|
|
|
|
|
by anonymoushn
387 days ago
|
|
Cool, I can have a look. By the way, I've filed a PR against the pathpiece repository correcting an error in the docs. I have read this paper before, and now that I have looked more closely I am a bit disappointed that the precise method of construction of the large initial vocabularies used for vocabulary learners that begin with large initial vocabularies in the experiment is not specified. I also notice that the same error I have proposed correcting in the docs is present in the paper in section 3.1. Additional edit: Alright, I see that A.2.1 specifies that the "n-gram" initial vocab condition means the most frequent 2^18 n-grams for n in 1..L. This seems like not very many, and not weighting n-grams by "potential CTC reduction" (=length-1) for inclusion in this initial vocab seems to create a bias against long n-grams.
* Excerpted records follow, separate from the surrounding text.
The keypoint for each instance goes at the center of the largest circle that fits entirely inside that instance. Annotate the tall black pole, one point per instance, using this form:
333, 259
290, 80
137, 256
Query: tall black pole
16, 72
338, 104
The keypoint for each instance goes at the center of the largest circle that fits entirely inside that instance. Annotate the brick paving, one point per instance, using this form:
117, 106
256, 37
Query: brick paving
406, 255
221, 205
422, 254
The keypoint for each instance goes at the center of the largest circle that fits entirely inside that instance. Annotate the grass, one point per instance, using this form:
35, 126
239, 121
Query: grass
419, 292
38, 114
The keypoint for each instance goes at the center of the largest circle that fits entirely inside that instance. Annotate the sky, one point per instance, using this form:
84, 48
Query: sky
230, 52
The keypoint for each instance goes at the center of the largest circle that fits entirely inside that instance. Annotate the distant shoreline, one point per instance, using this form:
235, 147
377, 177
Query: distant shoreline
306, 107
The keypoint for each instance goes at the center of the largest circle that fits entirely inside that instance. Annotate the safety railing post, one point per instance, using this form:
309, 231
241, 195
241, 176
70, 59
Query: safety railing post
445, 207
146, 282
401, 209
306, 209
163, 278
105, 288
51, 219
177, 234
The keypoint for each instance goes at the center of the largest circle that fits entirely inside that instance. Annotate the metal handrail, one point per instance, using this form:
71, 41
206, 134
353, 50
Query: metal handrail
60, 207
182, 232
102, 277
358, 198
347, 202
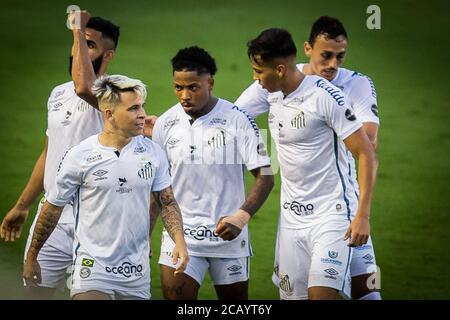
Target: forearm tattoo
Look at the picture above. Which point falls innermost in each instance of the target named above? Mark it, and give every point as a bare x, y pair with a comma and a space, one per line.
47, 221
258, 194
170, 211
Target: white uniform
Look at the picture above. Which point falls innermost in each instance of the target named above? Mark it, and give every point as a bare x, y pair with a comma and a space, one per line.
206, 160
315, 205
111, 195
70, 120
361, 95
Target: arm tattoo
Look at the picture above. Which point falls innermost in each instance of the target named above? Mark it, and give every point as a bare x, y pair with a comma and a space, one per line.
260, 191
47, 221
155, 209
170, 211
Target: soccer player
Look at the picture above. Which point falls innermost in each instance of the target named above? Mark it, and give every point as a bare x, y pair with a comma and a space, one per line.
70, 120
208, 141
109, 177
326, 50
308, 117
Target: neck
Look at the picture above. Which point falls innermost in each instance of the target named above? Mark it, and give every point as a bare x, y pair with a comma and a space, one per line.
112, 139
212, 101
292, 81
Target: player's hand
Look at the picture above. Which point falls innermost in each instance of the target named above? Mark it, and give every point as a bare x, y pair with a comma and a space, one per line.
358, 232
150, 122
180, 256
32, 272
229, 227
77, 20
11, 227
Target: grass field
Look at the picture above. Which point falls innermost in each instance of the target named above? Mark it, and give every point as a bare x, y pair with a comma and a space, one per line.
407, 59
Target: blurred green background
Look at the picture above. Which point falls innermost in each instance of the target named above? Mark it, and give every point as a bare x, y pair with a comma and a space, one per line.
408, 60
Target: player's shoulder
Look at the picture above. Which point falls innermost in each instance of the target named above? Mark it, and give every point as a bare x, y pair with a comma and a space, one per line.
170, 117
354, 81
84, 151
236, 116
143, 144
62, 90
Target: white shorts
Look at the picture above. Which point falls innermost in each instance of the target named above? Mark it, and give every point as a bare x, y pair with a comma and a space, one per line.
316, 256
55, 256
222, 270
115, 294
88, 275
363, 260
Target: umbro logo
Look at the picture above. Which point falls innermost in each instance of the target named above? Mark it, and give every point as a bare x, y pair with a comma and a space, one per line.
298, 121
350, 115
234, 268
122, 181
100, 173
368, 257
331, 272
333, 254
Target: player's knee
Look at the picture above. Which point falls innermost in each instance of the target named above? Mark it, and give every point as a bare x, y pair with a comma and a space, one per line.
322, 293
361, 288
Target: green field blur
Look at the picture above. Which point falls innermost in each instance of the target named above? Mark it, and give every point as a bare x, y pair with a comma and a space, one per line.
406, 59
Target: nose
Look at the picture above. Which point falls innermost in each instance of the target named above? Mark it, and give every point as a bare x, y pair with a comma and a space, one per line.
185, 96
255, 76
333, 63
141, 113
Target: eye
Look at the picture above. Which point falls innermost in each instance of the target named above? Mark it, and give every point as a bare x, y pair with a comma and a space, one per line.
91, 44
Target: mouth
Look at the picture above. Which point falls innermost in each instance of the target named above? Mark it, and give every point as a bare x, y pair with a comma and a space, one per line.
187, 106
328, 73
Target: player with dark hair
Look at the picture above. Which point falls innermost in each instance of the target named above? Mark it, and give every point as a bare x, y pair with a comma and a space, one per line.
308, 120
326, 50
208, 141
109, 177
70, 120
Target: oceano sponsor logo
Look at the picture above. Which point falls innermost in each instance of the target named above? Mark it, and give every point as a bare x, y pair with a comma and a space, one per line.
171, 123
335, 93
93, 157
126, 269
200, 233
218, 121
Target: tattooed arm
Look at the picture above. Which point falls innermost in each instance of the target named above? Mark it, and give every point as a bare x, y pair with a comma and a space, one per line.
45, 225
173, 223
229, 227
155, 209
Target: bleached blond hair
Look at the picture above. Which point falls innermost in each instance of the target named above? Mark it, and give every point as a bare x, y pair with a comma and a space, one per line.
108, 88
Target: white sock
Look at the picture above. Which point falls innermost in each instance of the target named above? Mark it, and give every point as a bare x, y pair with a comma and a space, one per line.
371, 296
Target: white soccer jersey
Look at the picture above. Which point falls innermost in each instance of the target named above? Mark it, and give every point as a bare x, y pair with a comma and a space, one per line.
206, 161
359, 92
306, 127
111, 195
70, 121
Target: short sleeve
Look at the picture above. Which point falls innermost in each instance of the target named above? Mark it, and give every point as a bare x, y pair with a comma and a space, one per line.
338, 114
162, 176
254, 100
250, 143
68, 180
365, 100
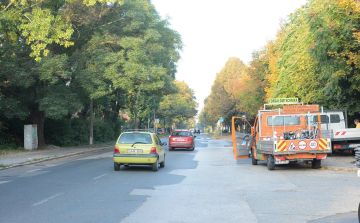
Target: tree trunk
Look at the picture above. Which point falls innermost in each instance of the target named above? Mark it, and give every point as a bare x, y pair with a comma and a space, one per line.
37, 117
164, 126
136, 110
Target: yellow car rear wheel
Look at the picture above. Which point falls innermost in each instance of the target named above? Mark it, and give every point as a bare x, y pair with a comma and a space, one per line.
116, 166
155, 166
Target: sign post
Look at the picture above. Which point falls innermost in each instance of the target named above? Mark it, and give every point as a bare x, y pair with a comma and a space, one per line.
221, 120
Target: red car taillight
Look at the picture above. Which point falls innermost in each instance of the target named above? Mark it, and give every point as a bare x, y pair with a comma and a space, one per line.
153, 150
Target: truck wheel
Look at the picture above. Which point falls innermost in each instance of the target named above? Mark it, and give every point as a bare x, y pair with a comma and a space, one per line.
253, 160
316, 164
116, 166
270, 162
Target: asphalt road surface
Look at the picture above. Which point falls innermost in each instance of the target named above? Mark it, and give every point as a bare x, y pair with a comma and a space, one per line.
205, 185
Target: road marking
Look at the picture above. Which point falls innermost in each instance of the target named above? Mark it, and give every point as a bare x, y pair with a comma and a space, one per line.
3, 182
30, 171
99, 176
47, 199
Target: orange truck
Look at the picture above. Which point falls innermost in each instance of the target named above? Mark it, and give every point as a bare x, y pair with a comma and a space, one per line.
282, 136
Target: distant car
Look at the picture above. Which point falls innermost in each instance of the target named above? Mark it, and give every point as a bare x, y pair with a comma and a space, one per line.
139, 148
181, 138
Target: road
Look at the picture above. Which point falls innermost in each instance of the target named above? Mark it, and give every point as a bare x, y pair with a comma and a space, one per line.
205, 185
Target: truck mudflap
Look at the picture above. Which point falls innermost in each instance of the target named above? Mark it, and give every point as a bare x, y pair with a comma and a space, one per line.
318, 145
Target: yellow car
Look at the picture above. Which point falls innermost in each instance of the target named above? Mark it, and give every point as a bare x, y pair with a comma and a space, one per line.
139, 148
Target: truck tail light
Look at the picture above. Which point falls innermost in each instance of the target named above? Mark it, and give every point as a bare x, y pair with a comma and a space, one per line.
321, 157
153, 150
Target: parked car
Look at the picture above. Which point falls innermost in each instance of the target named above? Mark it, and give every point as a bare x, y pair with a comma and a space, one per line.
181, 138
194, 130
139, 148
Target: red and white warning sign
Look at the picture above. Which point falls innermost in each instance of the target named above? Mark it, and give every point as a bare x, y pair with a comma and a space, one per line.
292, 146
302, 144
313, 144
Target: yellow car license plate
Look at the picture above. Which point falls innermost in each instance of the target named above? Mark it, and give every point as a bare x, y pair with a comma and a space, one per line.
138, 151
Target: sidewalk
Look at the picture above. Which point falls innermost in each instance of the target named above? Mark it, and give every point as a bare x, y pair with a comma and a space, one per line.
52, 152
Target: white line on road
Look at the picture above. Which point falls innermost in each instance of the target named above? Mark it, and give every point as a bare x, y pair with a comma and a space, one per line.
47, 199
3, 182
99, 176
33, 170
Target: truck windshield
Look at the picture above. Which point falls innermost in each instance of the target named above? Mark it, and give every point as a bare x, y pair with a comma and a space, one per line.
279, 120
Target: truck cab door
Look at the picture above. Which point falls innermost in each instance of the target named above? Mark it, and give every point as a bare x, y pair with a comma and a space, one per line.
241, 137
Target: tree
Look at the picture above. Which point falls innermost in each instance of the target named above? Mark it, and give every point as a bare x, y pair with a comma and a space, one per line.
179, 107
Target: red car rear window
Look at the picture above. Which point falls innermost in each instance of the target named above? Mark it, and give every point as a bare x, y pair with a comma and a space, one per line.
181, 134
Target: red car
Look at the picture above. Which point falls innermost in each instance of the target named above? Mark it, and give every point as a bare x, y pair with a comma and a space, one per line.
181, 138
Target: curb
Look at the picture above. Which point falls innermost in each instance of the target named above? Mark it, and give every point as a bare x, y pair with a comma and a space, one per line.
52, 158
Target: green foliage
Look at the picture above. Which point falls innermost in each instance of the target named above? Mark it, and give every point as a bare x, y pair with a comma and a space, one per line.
56, 55
315, 58
179, 107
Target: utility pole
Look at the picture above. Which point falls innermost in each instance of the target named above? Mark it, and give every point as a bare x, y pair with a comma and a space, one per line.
91, 122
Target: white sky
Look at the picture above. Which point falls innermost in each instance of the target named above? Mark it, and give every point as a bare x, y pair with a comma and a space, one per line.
214, 31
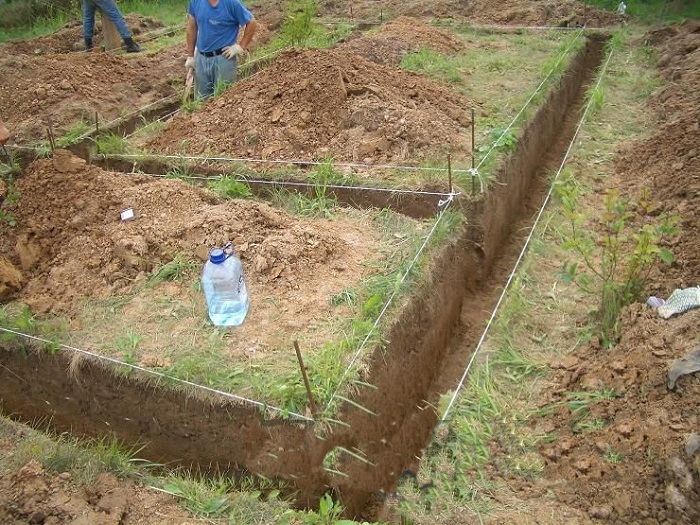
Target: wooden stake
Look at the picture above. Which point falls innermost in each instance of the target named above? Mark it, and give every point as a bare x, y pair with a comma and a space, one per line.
312, 403
49, 132
449, 172
473, 152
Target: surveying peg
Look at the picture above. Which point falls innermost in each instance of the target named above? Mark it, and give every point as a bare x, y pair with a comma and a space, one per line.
473, 151
449, 172
312, 403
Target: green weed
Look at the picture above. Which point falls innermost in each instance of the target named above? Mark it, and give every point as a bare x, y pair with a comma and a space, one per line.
230, 187
175, 270
112, 144
615, 252
73, 133
613, 457
433, 64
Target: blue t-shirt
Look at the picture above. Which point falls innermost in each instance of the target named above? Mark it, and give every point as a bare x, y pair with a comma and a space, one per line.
218, 26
I'm also sort of wary of these greedy learners, because many candidates for inclusion in the vocab are interdependent with other candidates (the marginal loss or gain of a candidate may be near 0 because of the presence of some other token which may not actually be optimal to include, or there may be groups of included tokens which cause other better groups to have near 0 marginal loss or gain), so I would really want to avoid being too strongly path-dependent in the learner. If I may hand wave a great deal, I think this sort of issue also arises if your objective function is not CTC. |
|
With regard to weighting the n-grams by length*frequency, I'm not sure it is clear that that would be better. The SentencePiece unigram model does it that way (as I mentioned in another comment), and hence, unigram produces longer tokens on average. It is generally considered that this is a bit of an issue with unigram. Not that there is particular evidence either way, as with many things in tokenization.
Why do you think 2^18 initial n-grams is too few? That's 5.3 times more than the largest vocab we train.